2012 Annual Report
The Inter-American Dialogue began with a conversation on a park bench. Abraham F. Lowenthal and Peter D. Bell had arrived a few minutes early for a meeting with Sol M. Linowitz, former US Ambassador to the Organization of American States. At the time, Lowenthal was a Mellon Scholar at UCLA and Bell a senior associate at Carnegie Endowment for International Peace. Both men were troubled by the breakdown in communications within the Americas during the Malvinas/ Falkland War and by how US leaders had shut themselves off from Latin Americans anxious to embrace democracy. Lowenthal and Bell wondered: Would it be possible to assemble citizens from throughout the hemisphere to set a new regional agenda?
When they entered the meeting, they continued the park bench discussion. Linowitz joined in, proposing creation of an “inter-American dialogue.” He tested the idea with Galo Plaza, the former president of Ecuador and past secretary general of the Organization of American States. As the proposal gained energy, Fernando Henrique Cardoso of Brazil, Gabriel Valdés of Chile, Daniel Oduber of Costa Rica, and others became involved. The Inter-American Dialogue was born.
Galo Plaza became the Dialogue’s first Latin American co-chair with Linowitz as its US co-chair, a position that Bell would later hold. Lowenthal became the organization’s founding director.
The Dialogue’s first plenary meeting of members took place in 1982 outside of Washington, DC, as an ad hoc conference of about 50 leaders from throughout the hemisphere. Ronald Reagan was in his first term in the White House, and Latin America was struggling with a debt crisis, civil wars in Central America, efforts to restore democracy, and the Malvinas/Falklands conflict. In addition to organizing a second meeting, the participants called for their findings and recommendations to be disseminated to a wider public, thus launching the Dialogue tradition of issuing comprehensive policy reports following each plenary.
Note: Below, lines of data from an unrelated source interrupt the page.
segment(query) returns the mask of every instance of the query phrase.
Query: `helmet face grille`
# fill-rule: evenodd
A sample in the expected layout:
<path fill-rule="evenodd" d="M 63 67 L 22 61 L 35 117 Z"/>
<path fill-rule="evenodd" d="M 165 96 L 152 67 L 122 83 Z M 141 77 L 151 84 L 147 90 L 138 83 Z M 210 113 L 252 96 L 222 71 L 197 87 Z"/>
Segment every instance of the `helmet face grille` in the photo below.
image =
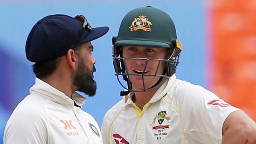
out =
<path fill-rule="evenodd" d="M 179 56 L 176 57 L 176 58 Z M 123 57 L 113 57 L 114 67 L 115 69 L 115 75 L 117 76 L 117 79 L 120 85 L 125 89 L 129 90 L 130 91 L 135 92 L 145 92 L 152 89 L 158 86 L 161 85 L 164 82 L 167 78 L 171 77 L 175 71 L 176 68 L 179 63 L 176 61 L 176 59 L 174 61 L 172 60 L 172 59 L 169 58 L 166 59 L 150 59 L 150 58 L 123 58 Z M 144 68 L 143 70 L 140 72 L 135 72 L 134 71 L 128 71 L 126 68 L 127 68 L 126 62 L 131 60 L 138 60 L 140 61 L 145 61 Z M 178 60 L 178 59 L 177 59 Z M 157 61 L 158 62 L 157 68 L 154 73 L 148 74 L 146 71 L 147 66 L 149 62 Z M 165 66 L 165 69 L 163 72 L 160 73 L 159 68 L 160 63 L 163 63 Z M 134 90 L 132 89 L 132 83 L 131 81 L 131 78 L 132 76 L 141 76 L 143 86 L 141 90 Z M 120 77 L 123 77 L 123 80 L 125 82 L 121 82 L 120 80 Z M 149 77 L 152 78 L 158 77 L 159 80 L 154 86 L 150 88 L 146 88 L 145 85 L 145 78 L 148 78 Z M 127 86 L 125 85 L 127 85 Z"/>

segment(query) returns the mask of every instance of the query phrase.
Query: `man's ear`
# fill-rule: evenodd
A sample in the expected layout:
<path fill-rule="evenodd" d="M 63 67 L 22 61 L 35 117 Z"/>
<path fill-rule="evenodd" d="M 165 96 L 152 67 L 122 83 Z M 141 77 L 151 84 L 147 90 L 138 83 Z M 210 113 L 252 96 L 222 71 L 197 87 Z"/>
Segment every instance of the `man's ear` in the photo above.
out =
<path fill-rule="evenodd" d="M 72 69 L 76 69 L 76 55 L 74 50 L 69 49 L 67 53 L 67 58 L 68 60 L 68 63 Z"/>

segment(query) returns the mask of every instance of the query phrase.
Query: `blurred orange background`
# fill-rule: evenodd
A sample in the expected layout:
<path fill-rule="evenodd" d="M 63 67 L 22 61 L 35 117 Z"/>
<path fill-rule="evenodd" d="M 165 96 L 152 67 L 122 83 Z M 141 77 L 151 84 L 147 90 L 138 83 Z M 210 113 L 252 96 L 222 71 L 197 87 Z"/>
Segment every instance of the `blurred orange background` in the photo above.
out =
<path fill-rule="evenodd" d="M 208 7 L 211 89 L 256 121 L 256 0 L 211 0 Z"/>

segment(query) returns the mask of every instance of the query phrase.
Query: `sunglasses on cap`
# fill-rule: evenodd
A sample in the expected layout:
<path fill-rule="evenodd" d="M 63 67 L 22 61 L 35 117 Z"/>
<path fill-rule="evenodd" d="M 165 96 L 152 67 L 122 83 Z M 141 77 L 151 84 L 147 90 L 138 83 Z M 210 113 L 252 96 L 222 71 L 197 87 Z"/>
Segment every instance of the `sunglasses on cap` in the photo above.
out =
<path fill-rule="evenodd" d="M 81 39 L 81 37 L 82 36 L 82 33 L 83 32 L 83 30 L 84 28 L 88 28 L 89 30 L 92 30 L 92 27 L 90 25 L 90 24 L 88 23 L 88 21 L 87 21 L 87 20 L 86 20 L 86 18 L 85 17 L 81 14 L 79 14 L 76 16 L 74 18 L 77 20 L 78 21 L 82 22 L 83 23 L 83 27 L 81 28 L 80 30 L 79 31 L 79 33 L 78 34 L 78 38 L 77 39 L 76 41 L 76 42 L 72 45 L 72 46 L 70 48 L 70 49 L 73 49 L 74 47 L 76 46 L 78 41 Z"/>

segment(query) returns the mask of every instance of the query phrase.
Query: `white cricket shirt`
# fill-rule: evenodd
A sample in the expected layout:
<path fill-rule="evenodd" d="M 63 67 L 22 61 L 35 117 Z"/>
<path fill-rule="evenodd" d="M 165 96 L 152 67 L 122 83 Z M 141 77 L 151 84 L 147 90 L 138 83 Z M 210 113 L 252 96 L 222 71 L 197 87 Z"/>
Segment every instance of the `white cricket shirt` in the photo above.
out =
<path fill-rule="evenodd" d="M 221 144 L 230 105 L 202 87 L 173 75 L 141 111 L 131 97 L 105 114 L 101 129 L 104 144 Z"/>
<path fill-rule="evenodd" d="M 21 101 L 8 120 L 4 144 L 103 144 L 95 119 L 83 111 L 86 98 L 72 98 L 35 78 L 30 94 Z"/>

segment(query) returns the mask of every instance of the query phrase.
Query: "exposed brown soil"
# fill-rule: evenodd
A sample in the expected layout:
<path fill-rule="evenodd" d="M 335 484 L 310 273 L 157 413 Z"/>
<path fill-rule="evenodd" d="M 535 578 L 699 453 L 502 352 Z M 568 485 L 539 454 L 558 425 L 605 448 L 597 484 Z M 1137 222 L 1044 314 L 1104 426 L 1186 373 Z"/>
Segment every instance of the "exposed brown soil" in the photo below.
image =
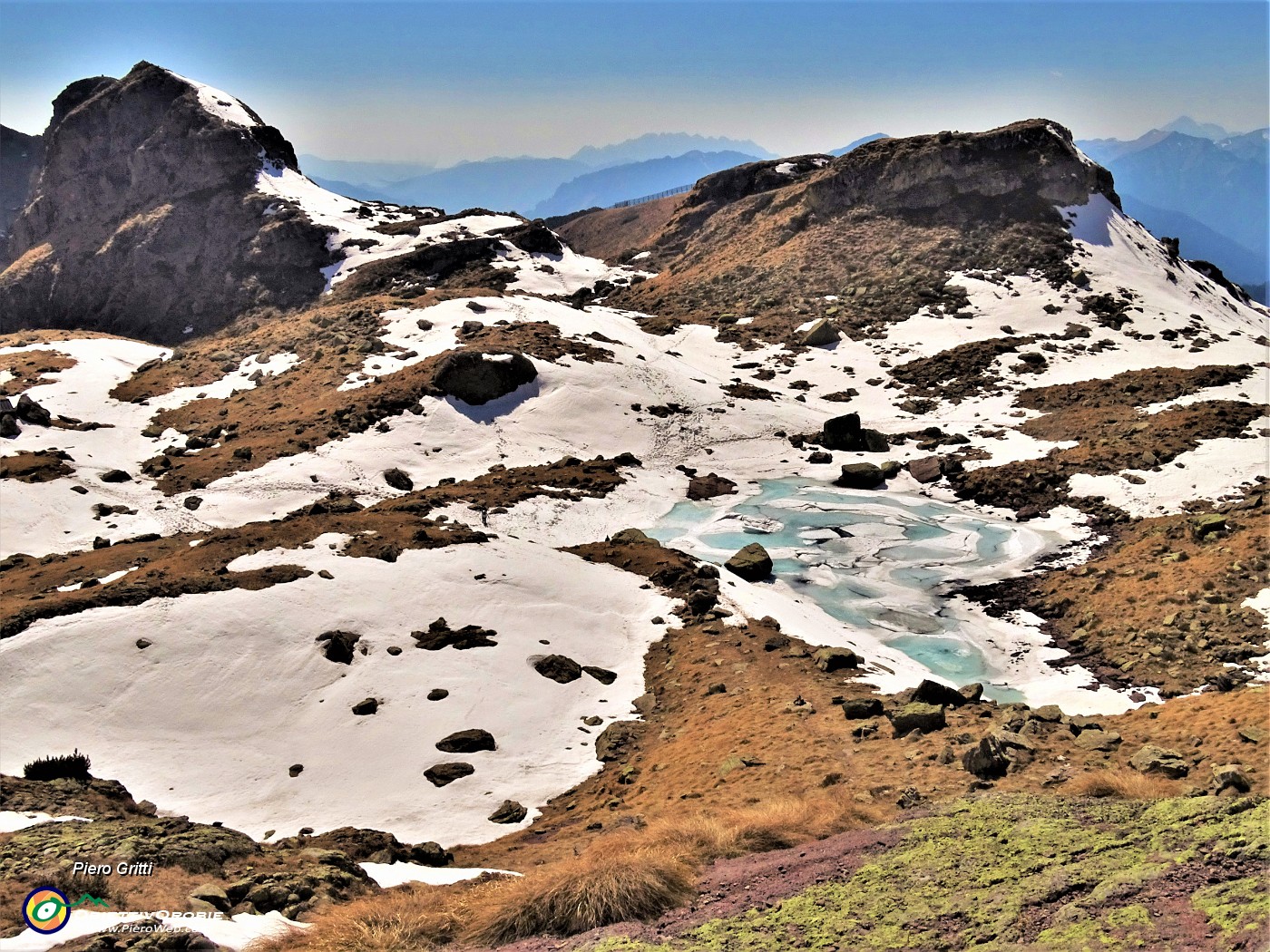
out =
<path fill-rule="evenodd" d="M 1041 194 L 1115 194 L 1048 128 L 871 142 L 792 180 L 773 174 L 775 162 L 709 175 L 652 241 L 658 277 L 611 300 L 658 315 L 645 320 L 654 333 L 714 324 L 723 339 L 749 344 L 792 341 L 813 317 L 857 336 L 922 306 L 955 312 L 965 298 L 947 287 L 950 270 L 1036 269 L 1066 282 L 1071 237 Z M 598 212 L 570 226 L 613 218 Z M 753 320 L 739 325 L 740 316 Z"/>
<path fill-rule="evenodd" d="M 0 340 L 10 336 L 4 335 Z M 20 335 L 25 340 L 29 335 Z M 13 347 L 3 343 L 0 347 Z M 28 387 L 43 383 L 48 377 L 75 366 L 75 358 L 60 354 L 56 350 L 27 350 L 19 354 L 4 354 L 0 357 L 0 371 L 9 371 L 13 380 L 0 383 L 0 396 L 17 396 Z"/>
<path fill-rule="evenodd" d="M 1266 654 L 1265 618 L 1242 602 L 1270 585 L 1265 508 L 1227 513 L 1227 528 L 1196 538 L 1195 517 L 1118 526 L 1085 565 L 973 590 L 997 611 L 1021 608 L 1082 664 L 1118 684 L 1167 696 L 1229 683 L 1227 665 Z"/>
<path fill-rule="evenodd" d="M 897 843 L 902 826 L 851 830 L 789 849 L 773 849 L 706 867 L 691 905 L 674 909 L 652 923 L 621 923 L 569 938 L 537 937 L 500 946 L 500 952 L 570 952 L 610 935 L 664 942 L 710 919 L 767 909 L 809 886 L 850 877 L 879 852 Z M 476 952 L 472 949 L 471 952 Z"/>
<path fill-rule="evenodd" d="M 302 547 L 326 532 L 353 537 L 344 555 L 386 561 L 395 561 L 410 548 L 483 542 L 488 538 L 485 533 L 458 523 L 434 522 L 428 514 L 451 503 L 469 503 L 479 514 L 532 496 L 603 496 L 624 482 L 618 467 L 634 462 L 638 462 L 634 457 L 589 462 L 568 457 L 545 466 L 494 467 L 474 480 L 417 490 L 364 509 L 351 496 L 334 496 L 281 520 L 197 533 L 203 541 L 194 547 L 189 545 L 194 533 L 178 533 L 38 560 L 10 556 L 0 562 L 0 602 L 4 604 L 0 637 L 17 635 L 41 618 L 100 605 L 133 605 L 151 598 L 232 588 L 255 590 L 295 581 L 311 572 L 295 565 L 241 572 L 225 566 L 250 552 Z M 109 585 L 95 583 L 95 579 L 133 566 L 140 567 Z M 57 590 L 76 583 L 90 584 L 71 592 Z"/>
<path fill-rule="evenodd" d="M 627 260 L 631 253 L 649 249 L 678 209 L 682 198 L 683 195 L 667 195 L 630 208 L 603 208 L 554 227 L 578 254 L 608 261 Z M 653 263 L 649 263 L 649 268 L 657 270 Z"/>
<path fill-rule="evenodd" d="M 1201 440 L 1242 435 L 1264 414 L 1264 406 L 1240 400 L 1190 404 L 1148 416 L 1140 415 L 1133 404 L 1072 405 L 1027 420 L 1019 429 L 1038 439 L 1081 440 L 1078 446 L 1052 449 L 1039 459 L 952 473 L 950 481 L 959 496 L 986 505 L 1048 510 L 1066 504 L 1100 519 L 1124 520 L 1124 513 L 1106 505 L 1102 496 L 1068 495 L 1068 477 L 1078 472 L 1097 476 L 1165 466 Z M 1147 453 L 1154 462 L 1147 461 Z M 1250 480 L 1252 476 L 1248 473 Z"/>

After two years of work, the Dialogue opened a small secretariat to plan meetings and reach out to policymakers, executives, and media across the hemisphere. It didn’t take long for the audience to exceed the Dialogue’s ability to produce materials. That’s when it broadened its focus from member meetings and policy reports to include a think tank component—including conferences, task forces, a congressional working group, and forums for Latin Americans visiting Washington, DC. The Dialogue increasingly commissioned articles and policy memoranda for wide distribution, and its staff began to publish in leading newspapers and journals.
The next growth spurt came with the inauguration of the Sol M. Linowitz Forum in 1996, which strengthened the Dialogue’s role as a thought leader. President Bill Clinton spoke at the gala event launching the Forum, which pays tribute to Ambassador Linowitz for his many contributions to US-Latin American relations, and is designed to enhance the Dialogue’s periodic plenary meetings of its members. The Linowitz Forum Endowment Fund, established to support Forum activities, has helped assure that the Dialogue remains an independent, balanced, and effective voice in Western Hemisphere affairs. At this stage, the organization became more inter-American by increasing its presence in Latin America and the Caribbean, incorporating more Latin Americans onto its staff, and developing partnerships with policy centers in the region.
The Dialogue now reaches leaders across a wide spectrum of sectors and activities, maintaining strong ties to the policy and government communities but also expanding corporate and nongovernmental organizations’ involvement. It has responded to Latin American and Caribbean governments and institutions, public and private, seeking greater visibility and presence in Washington. It has done this largely through more frequent Washington-based forums that add diverse voices and perspectives to US policy debates on inter-American issues.